Lovejoy is on the other end of the line when people call for help. The calls wouldn’t stop coming on Monday night.
"People don’t realize that even though there are fireworks, we’re also getting car accidents and we had a couple of fires. We had serious medical calls. We have to make sure we’re still available for those," said Lovejoy. "We try and get any of those non-emergency ones off the line as quickly as we can to take those 911 calls."
The county created its own special non-emergency phone number for people to call in with fireworks complaints on the fourth of July. People still called 911.
The Fourth of July 911 calls were up by 20% compared to a normal Monday. More than 7,500 calls came into the non-emergency line this weekend, up more than 30% from the weekend before.
"When all of our call takers are busy answering the fireworks calls, then it delays the response for the other types of calls," said Lovejoy.
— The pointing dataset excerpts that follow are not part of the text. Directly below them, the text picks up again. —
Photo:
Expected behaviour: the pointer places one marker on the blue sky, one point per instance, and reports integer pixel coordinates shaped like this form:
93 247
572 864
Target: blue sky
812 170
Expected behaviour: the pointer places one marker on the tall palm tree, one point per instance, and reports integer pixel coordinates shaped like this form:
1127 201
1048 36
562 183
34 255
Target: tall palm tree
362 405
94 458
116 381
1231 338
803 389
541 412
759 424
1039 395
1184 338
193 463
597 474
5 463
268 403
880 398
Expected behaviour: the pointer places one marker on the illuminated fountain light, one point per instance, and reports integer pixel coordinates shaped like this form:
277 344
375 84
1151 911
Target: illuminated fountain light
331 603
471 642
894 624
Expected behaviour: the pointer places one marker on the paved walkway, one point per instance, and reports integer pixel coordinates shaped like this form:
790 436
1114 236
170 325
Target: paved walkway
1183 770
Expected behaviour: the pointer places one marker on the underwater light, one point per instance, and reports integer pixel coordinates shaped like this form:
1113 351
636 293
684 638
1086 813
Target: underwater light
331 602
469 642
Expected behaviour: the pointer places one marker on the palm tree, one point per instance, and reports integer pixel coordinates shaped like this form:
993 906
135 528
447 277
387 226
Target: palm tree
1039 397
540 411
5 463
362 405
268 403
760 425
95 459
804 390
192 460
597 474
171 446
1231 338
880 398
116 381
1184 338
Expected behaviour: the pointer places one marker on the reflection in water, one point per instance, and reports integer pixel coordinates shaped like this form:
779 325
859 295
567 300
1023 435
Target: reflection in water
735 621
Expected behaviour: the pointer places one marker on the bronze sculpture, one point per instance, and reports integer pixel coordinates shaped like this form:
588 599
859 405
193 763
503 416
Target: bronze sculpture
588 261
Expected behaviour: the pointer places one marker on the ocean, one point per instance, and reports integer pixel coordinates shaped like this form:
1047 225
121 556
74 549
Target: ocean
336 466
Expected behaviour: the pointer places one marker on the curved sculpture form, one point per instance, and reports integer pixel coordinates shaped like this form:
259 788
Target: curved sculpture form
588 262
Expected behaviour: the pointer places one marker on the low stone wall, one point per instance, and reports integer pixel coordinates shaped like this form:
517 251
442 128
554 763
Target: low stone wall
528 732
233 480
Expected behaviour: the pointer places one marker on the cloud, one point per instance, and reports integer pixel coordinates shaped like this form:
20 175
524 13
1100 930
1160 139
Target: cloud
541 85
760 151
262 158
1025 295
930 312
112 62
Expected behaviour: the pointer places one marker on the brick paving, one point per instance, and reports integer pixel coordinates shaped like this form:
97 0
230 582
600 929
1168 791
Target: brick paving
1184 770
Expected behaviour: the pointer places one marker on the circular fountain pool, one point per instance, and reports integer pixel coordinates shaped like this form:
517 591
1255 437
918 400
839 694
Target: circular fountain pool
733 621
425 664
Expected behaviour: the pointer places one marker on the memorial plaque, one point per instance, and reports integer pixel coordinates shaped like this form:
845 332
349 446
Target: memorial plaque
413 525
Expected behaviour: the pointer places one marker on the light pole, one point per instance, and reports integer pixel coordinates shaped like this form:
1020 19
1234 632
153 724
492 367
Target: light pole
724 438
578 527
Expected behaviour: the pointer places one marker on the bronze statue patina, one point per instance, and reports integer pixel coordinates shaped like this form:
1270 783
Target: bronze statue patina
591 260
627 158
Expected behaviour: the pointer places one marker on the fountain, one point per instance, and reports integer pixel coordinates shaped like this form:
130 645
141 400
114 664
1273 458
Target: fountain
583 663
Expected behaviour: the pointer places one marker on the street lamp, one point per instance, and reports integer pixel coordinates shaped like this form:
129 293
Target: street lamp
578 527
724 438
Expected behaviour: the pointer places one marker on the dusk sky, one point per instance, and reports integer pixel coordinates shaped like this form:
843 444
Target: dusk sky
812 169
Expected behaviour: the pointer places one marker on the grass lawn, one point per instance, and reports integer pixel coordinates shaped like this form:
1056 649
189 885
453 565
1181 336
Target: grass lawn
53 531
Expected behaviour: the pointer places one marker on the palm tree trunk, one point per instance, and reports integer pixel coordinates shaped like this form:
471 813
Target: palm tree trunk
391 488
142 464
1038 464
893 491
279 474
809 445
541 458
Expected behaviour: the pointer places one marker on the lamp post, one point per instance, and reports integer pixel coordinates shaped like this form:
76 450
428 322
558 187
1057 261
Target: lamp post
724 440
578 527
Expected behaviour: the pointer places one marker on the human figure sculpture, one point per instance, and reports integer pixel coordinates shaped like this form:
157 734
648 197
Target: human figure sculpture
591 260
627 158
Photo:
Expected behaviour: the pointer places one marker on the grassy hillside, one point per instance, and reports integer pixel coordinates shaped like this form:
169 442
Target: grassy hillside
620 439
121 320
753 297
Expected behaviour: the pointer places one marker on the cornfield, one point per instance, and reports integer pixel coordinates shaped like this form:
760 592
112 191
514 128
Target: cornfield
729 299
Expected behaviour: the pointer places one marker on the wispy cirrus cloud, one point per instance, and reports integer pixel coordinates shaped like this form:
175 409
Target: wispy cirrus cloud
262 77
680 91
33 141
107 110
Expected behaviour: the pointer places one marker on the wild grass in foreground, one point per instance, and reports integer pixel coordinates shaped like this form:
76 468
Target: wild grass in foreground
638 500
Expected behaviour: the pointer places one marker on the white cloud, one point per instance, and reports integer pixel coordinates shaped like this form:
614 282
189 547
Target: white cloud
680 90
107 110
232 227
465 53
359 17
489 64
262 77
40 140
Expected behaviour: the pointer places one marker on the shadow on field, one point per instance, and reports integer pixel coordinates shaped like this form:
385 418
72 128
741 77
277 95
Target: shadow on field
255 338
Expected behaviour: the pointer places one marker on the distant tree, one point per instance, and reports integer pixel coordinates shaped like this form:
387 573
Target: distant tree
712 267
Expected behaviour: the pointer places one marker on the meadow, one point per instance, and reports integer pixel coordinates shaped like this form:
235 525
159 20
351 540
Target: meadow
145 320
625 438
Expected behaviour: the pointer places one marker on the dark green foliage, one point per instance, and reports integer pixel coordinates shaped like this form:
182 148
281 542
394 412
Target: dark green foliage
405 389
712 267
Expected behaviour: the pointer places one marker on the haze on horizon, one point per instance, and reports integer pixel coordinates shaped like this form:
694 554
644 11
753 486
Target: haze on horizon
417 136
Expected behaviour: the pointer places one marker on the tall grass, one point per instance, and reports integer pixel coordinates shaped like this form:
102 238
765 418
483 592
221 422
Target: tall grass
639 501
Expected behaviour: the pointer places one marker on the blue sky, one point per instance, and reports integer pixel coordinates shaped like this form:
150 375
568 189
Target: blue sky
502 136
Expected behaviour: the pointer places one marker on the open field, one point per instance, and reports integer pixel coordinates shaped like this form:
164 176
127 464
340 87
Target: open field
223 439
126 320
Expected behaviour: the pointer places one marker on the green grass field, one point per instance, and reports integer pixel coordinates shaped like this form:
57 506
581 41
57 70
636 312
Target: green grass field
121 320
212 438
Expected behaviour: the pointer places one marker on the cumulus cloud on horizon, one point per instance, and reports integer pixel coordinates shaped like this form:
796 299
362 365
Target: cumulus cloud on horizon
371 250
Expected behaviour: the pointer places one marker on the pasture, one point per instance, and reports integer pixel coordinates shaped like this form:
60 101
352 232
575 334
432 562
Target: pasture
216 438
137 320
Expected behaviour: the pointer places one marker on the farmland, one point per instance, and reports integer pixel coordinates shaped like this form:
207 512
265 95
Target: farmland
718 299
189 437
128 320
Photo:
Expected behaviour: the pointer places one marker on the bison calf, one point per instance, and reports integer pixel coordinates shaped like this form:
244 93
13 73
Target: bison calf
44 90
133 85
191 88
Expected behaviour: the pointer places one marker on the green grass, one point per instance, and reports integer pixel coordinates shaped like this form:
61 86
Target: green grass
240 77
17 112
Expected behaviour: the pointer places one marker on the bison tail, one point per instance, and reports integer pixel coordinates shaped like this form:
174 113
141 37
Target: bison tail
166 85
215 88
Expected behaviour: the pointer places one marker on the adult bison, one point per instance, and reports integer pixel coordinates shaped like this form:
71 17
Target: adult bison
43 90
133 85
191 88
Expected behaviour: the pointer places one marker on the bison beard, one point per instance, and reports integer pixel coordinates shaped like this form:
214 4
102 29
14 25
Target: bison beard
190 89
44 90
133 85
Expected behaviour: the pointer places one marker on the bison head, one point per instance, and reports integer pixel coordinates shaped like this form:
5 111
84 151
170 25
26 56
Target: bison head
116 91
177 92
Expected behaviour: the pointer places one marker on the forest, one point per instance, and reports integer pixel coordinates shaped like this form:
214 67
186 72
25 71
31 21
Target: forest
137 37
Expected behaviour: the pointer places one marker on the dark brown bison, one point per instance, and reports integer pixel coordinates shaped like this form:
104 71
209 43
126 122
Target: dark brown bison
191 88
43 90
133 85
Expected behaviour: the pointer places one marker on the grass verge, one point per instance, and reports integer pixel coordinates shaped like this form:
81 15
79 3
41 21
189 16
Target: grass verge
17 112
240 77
Some police departments respond to fireworks calls. Few actually write citations. Regardless, it’s up to Lovejoy to take every single call.
"We get all these fireworks calls and then we have a long, long list that we’re passing along to the different agencies and then they have their own strategies for their own enforcement," said Lovejoy.
Firefighters in Aurora responded to a brush fire last night where people were continuing to set off fireworks all around them as they worked. When 9NEWS asked South Metro Fire if there was anything they could do to enforce the fireworks laws, their answer was that they didn’t have enough resources to fight a fire and respond to all those other calls about fireworks.